A escola é uma espécie de segunda casa das crianças. Elas vão passar boa parte do dia neste ambiente. Na realidade, a creche e a pré-escola são os primeiros espaços de uma sequência de lugares educativos, são as portas de entrada da vida escolar.

Para as famílias da Educação Infantil o ambiente da instituição é novo e desconhecido. Iniciar a apresentação do local com pais e responsáveis e, depois, deixar para eles a tarefa de conduzir a criança na sua primeira visita, vai assegurar aos pequenos que o local conta com a aprovação da família.
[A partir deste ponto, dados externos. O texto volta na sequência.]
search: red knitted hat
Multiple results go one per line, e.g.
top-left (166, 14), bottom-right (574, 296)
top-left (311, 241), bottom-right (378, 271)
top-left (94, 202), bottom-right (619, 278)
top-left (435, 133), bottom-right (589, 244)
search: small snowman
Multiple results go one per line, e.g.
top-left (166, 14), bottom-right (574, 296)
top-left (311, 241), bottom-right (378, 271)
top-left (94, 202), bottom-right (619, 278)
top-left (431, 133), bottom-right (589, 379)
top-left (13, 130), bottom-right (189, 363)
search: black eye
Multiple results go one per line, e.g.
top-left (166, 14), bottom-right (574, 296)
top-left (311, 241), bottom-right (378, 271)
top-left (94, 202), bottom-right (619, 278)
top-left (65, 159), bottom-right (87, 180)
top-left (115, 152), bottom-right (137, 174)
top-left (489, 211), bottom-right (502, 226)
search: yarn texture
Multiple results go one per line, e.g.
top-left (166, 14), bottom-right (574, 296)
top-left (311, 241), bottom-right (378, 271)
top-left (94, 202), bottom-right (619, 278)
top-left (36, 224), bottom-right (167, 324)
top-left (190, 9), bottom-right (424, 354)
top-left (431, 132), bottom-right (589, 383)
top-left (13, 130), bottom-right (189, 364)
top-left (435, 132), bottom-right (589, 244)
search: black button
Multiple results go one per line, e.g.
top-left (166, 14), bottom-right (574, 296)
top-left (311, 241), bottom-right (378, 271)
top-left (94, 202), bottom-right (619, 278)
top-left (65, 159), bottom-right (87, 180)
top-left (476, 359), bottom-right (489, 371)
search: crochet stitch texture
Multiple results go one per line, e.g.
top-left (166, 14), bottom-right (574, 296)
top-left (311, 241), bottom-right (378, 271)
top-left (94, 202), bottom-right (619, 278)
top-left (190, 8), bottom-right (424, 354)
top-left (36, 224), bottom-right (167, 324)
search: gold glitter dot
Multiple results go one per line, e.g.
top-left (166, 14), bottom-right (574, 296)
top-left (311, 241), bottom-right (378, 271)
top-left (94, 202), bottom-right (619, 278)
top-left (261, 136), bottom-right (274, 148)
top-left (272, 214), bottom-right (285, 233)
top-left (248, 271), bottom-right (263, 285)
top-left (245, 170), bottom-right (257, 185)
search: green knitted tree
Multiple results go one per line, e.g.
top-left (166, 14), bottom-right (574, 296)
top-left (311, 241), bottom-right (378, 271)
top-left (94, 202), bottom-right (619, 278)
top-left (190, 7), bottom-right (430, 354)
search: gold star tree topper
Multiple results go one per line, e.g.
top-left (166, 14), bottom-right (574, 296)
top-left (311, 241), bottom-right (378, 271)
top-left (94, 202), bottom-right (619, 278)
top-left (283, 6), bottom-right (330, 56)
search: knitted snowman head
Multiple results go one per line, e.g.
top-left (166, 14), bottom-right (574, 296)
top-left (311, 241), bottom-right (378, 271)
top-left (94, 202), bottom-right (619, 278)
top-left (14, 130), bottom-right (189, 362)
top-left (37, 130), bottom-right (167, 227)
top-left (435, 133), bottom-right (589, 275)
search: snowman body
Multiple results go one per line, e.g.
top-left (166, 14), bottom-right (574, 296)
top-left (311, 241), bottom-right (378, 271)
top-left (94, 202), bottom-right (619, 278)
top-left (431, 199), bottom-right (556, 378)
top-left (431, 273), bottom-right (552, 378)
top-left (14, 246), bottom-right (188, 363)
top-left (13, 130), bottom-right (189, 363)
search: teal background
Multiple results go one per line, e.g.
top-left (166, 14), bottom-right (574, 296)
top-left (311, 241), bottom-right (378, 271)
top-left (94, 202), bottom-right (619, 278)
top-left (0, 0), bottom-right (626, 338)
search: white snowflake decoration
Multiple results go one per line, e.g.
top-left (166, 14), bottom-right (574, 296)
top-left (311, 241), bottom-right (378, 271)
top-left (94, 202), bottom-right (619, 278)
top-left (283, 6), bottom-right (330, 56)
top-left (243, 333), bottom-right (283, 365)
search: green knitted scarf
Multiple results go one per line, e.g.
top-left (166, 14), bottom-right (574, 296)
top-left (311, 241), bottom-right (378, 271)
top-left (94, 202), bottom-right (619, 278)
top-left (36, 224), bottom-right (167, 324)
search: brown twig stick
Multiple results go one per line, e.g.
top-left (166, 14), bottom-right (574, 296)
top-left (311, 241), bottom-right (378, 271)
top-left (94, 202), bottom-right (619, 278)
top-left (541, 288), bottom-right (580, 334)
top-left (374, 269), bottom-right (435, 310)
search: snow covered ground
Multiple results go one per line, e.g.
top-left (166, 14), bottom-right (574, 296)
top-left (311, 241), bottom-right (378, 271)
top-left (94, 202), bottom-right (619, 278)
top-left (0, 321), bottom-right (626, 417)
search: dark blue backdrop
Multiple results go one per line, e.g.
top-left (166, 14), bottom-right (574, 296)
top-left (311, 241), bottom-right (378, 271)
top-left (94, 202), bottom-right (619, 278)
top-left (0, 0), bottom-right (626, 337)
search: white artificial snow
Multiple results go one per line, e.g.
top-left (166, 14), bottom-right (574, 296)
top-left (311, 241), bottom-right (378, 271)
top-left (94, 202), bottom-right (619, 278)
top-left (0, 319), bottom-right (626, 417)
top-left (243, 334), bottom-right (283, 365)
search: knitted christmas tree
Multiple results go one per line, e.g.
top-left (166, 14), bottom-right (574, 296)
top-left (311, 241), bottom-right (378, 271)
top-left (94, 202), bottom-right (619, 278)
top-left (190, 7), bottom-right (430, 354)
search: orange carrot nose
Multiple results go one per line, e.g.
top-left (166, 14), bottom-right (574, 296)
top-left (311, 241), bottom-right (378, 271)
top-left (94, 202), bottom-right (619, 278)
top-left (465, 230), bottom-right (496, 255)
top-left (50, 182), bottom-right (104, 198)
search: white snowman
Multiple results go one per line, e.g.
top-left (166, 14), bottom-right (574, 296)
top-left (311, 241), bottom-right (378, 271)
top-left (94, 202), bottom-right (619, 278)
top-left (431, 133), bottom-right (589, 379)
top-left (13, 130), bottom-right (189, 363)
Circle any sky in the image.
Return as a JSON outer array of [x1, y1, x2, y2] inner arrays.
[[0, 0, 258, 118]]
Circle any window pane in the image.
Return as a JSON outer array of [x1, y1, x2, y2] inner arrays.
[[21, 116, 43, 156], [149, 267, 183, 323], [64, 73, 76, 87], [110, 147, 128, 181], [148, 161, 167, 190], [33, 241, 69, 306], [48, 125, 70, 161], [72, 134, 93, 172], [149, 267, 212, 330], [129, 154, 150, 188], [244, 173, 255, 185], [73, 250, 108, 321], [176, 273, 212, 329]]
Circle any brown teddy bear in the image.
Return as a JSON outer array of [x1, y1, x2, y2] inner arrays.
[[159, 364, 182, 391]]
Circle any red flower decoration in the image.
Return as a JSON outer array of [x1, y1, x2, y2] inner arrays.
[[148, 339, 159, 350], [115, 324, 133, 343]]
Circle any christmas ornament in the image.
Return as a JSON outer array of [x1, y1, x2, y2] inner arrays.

Essa ação pode contribuir para:

  • Uma boa relação das crianças com o novo ambiente
  • Familiaridade e integração das famílias com a instituição
  • Construir parceria na adaptação da criança na creche

Em depoimento para o Blog Tempo de Creche, Anelise Csapo, supervisora do Núcleo Educativo da Casa das Rosas (SP),  (Primeiro dia na creche: um olhar novo de tudo) afirma: “Se a gente trabalhar instigando a criança a perceber o espaço como ela vê e como ela vai dispor das coisas, ela vai encontrar o “seu” espaço, ela vai começar a interagir, construir um espaço que seja aconchegante, que tenha acolhimento. Ao mesmo tempo, ela vai estar num momento de aprendizado, ela vai observar e ela vai trocar com outro, para criar uma coisa nova, mesmo que seja por intuição. Diferente de nós que pensamos o espaço como um todo, ela instintivamente vai pela curiosidade, percebendo, construindo o novo e se apropriando”.